THERE WERE FEW TREATMENT OPTIONS FOR PATIENTS WITH INFLUENZA IN 1918.
Vaporisers, like this one made by the Vapo-Cresolene company, were a popular treatment for diseases of the throat and respiratory system. The makers of the Vapo-Cresolene lamp claimed it would cure or considerably alleviate symptoms of influenza, whooping cough, asthma, diphtheria, and scarlet fever.

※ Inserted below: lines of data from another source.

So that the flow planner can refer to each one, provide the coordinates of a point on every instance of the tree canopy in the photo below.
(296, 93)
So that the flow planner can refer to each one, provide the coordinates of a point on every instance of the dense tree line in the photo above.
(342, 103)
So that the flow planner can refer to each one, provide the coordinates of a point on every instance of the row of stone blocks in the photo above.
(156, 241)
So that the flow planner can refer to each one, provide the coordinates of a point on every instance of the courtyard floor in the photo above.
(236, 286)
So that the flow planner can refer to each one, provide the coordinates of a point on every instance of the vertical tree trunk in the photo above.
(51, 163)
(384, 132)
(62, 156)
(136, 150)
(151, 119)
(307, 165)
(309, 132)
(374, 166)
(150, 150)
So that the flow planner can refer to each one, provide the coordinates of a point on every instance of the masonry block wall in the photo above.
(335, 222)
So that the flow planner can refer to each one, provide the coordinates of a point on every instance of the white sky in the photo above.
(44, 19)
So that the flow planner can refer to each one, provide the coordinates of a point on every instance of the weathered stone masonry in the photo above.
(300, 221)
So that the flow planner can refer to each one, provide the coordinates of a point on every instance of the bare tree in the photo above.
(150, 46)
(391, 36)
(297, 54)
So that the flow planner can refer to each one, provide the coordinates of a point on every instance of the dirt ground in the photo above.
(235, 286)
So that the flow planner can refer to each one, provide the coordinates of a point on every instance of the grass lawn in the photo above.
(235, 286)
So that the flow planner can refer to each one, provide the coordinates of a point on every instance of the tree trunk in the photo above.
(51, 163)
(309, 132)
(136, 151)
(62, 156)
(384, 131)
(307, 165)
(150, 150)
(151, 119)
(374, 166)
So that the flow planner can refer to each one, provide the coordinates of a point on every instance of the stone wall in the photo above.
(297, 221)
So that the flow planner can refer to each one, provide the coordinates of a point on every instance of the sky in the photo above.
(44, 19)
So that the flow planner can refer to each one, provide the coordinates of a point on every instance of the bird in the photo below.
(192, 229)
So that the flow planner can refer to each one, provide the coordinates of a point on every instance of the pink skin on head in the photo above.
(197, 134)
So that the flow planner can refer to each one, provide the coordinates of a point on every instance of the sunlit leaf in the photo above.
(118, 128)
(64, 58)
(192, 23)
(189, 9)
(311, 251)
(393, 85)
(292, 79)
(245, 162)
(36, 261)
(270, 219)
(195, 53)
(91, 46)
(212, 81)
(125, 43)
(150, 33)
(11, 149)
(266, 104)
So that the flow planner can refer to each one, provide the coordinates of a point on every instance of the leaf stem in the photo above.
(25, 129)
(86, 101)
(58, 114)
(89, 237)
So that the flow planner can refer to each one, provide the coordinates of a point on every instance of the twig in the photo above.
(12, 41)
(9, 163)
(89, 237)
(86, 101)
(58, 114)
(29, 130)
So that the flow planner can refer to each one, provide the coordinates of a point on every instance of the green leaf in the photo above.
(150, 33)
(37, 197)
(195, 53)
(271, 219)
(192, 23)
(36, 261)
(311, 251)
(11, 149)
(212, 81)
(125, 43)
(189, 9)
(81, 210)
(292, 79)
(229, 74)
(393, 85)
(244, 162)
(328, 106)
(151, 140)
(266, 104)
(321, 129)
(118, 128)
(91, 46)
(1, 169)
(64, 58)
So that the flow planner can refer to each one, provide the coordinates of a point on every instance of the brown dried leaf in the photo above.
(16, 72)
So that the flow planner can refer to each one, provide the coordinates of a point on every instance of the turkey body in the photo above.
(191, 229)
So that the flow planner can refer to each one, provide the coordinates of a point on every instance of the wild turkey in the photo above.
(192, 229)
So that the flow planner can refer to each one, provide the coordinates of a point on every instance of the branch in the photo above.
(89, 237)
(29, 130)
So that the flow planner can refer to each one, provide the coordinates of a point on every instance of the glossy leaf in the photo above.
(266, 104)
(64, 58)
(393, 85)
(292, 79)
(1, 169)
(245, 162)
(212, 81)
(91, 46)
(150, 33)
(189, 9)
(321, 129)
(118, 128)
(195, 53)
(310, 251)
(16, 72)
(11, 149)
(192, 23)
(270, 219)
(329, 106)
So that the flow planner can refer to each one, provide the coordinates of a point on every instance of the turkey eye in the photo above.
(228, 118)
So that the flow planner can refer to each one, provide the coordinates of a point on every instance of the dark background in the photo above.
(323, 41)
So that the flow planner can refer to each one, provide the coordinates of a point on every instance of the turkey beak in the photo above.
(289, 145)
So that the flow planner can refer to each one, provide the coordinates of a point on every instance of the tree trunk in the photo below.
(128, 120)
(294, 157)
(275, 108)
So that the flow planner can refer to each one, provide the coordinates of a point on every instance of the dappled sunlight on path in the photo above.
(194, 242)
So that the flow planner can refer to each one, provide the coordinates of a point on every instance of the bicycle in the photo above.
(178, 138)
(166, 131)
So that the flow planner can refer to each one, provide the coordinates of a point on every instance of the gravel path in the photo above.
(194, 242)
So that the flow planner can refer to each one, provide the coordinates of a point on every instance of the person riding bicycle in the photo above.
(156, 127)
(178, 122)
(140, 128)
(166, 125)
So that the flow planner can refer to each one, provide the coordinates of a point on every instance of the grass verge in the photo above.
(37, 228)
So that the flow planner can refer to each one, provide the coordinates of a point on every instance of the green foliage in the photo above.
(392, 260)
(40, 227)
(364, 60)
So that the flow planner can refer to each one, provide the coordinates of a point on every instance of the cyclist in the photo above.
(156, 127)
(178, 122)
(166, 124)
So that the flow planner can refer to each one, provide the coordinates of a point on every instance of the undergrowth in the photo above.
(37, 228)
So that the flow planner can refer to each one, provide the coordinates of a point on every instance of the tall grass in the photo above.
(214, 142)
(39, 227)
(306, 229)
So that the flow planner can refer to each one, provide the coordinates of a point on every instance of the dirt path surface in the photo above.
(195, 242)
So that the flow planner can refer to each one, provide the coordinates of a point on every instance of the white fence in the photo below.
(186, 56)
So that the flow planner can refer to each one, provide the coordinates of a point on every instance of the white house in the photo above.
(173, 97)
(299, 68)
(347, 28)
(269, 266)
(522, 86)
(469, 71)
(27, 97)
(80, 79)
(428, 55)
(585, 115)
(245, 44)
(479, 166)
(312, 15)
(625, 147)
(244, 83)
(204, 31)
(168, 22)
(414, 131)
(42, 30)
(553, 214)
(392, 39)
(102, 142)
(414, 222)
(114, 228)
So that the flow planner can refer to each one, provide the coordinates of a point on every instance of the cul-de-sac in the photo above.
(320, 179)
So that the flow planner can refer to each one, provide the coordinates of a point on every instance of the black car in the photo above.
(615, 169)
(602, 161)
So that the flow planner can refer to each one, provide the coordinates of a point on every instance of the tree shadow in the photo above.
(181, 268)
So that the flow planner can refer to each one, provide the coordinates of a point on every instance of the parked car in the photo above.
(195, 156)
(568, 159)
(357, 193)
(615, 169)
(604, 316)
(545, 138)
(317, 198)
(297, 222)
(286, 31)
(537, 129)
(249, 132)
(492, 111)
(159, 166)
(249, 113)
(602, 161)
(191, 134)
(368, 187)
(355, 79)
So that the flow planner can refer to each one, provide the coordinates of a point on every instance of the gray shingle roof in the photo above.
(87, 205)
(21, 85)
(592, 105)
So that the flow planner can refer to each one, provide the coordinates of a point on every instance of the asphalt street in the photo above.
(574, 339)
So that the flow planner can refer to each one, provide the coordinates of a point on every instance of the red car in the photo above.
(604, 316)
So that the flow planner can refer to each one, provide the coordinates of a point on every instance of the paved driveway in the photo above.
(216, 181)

Dr Nelson’s Inhaler was first introduced in 1865 for the treatment of chest infections and diseases. The inhaler would be filled with boiling water and one of the several accepted treatments of the period, and the patient inhaled the steam directly as it emerged from the glass mouthpiece.
Before the use of saline intravenous infusions became widespread, keeping patients hydrated was difficult. Feeding cups made it easier for VAD nurses to get fluids and nutrients into patients who were too weak to sit upright. In addition to water, these cups were used to feed patients milk and beef tea.
Sending relief overseas
During the autumn and winter of 1918, every French and Belgian medical unit in military rest stations was full of patients suffering from influenza. The British Red Cross received a request for 400 beds for a rest station in France.
British Red Cross VADs working in hospitals in France were extremely busy treating patients with influenza as well as the large convoys of severely wounded men arriving from the front.
In November 1918, there was a severe outbreak of influenza among Swiss soldiers. The British Red Cross assisted the Swiss hospitals as much as possible, giving 1,338 items, including towels and clothing, which were much appreciated.
Kindness will keep us together
Following the end of the First World War and the influenza outbreak, in 1919 the League of Red Cross Societies was formed. Now called the International Federation of Red Cross and Red Crescent Societies, it widened the role of national Red Cross societies from their focus on wartime relief to peacetime work. The focus was not only on responding to health crises but also on preventing future ones by promoting health, hygiene and first aid.
The British Red Cross received a Supplemental Charter that extended its original objectives to include the improvement of health, the prevention of disease, and the mitigation of suffering throughout the world. Since then, the British Red Cross has delivered a range of health and social care services and supported the NHS. The organisation provided vital relief during previous pandemics such as the 1957 influenza, 2009 swine flu, and the recent Ebola outbreak.
Red Cross societies are at the forefront of the coronavirus response
During the current global coronavirus pandemic, Red Cross societies around the world are at the forefront of the emergency response. The British Red Cross is helping with the emergency across the UK, from giving useful health advice to mobilising volunteers to help vulnerable people in society. While people everywhere face challenges during this crisis, the British Red Cross is determined to show the human capacity to support one another and how kindness will keep us together.